ABSTRACT

As Myths of Oz points out, “The Aborigine is a personification of the central Australian landscape: each is equally and similarly opposed to the urban lifestyle of the typical white Australian” (Fishe et al.: 128) The sequence at the Aboriginal camp follows a segment which shows Tick choreographing numbers. During this segment, which parodies the famous Australian film Picnic at Hanging Rock, we get shots from Tick’s point of view of various native lizards in the outback – lizards that get incorporated, along with emus, into the big number (“Finally”) at the Alice Springs hotel and casino.

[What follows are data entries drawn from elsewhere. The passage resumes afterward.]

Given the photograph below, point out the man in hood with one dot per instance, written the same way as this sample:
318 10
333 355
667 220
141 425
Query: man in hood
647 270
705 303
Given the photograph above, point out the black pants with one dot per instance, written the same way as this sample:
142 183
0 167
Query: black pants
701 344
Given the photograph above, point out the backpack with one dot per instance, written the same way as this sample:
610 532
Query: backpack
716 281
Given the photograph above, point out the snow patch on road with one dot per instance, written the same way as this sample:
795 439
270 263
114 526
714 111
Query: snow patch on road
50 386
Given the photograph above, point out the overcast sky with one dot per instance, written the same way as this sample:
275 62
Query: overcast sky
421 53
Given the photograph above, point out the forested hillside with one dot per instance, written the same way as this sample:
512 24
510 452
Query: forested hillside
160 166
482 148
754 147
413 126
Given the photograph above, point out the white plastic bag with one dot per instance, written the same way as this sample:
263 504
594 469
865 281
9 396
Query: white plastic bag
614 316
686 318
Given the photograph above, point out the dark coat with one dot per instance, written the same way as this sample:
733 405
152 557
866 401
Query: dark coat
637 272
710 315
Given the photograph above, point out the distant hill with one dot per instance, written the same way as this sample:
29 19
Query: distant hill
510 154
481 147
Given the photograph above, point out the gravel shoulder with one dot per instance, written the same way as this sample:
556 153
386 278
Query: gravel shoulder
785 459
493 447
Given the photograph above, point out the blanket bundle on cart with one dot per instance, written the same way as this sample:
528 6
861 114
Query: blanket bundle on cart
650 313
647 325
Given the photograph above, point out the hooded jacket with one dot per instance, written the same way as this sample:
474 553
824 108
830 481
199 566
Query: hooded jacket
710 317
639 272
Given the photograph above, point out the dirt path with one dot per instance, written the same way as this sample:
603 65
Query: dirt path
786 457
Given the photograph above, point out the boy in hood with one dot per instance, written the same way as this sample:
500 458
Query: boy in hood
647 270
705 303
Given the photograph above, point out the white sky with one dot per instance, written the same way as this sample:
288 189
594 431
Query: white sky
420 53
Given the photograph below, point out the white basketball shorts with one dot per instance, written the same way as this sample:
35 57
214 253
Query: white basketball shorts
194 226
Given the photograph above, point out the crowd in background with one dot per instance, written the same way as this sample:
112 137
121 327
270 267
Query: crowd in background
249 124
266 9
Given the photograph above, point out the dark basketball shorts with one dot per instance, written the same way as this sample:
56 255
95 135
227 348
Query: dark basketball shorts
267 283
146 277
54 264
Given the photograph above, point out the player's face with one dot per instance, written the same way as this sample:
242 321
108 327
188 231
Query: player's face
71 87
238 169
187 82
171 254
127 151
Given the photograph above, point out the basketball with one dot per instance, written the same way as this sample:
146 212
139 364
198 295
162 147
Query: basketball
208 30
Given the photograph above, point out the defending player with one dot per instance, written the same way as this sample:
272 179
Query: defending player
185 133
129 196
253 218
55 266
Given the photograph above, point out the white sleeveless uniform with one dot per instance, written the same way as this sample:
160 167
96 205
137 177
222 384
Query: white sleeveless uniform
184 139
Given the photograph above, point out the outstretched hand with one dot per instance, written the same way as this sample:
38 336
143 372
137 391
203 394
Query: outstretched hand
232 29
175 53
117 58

Despite the fact that Tick has a vantage point from atop a high cliff, neither he nor Bernadette, who treks from the brokendown bus to the road looking for help, see the Aboriginal camp, which is close enough to the bus for the men to walk back to it to put on their costumes when they decide to perform. The camp seems to rise out of the landscape, or to merge with it. The association between Aboriginality and the landscape is furthered by the film’s use of nondiegetic didgeridoo music when the trio first sees the outback. Like the lizards, the Aborigines provide a concrete image of the bush available for the plot when the occasion suits but disappearing from view otherwise – as Alan disappears once he has brought Tick to Bob. Not surprisingly or coincidentally, the concrete image of feathers caught on brush in the bush, emblematic of Elliott’s dream of “drag queens in the outback,” appears at the desertion of the Aboriginal camp.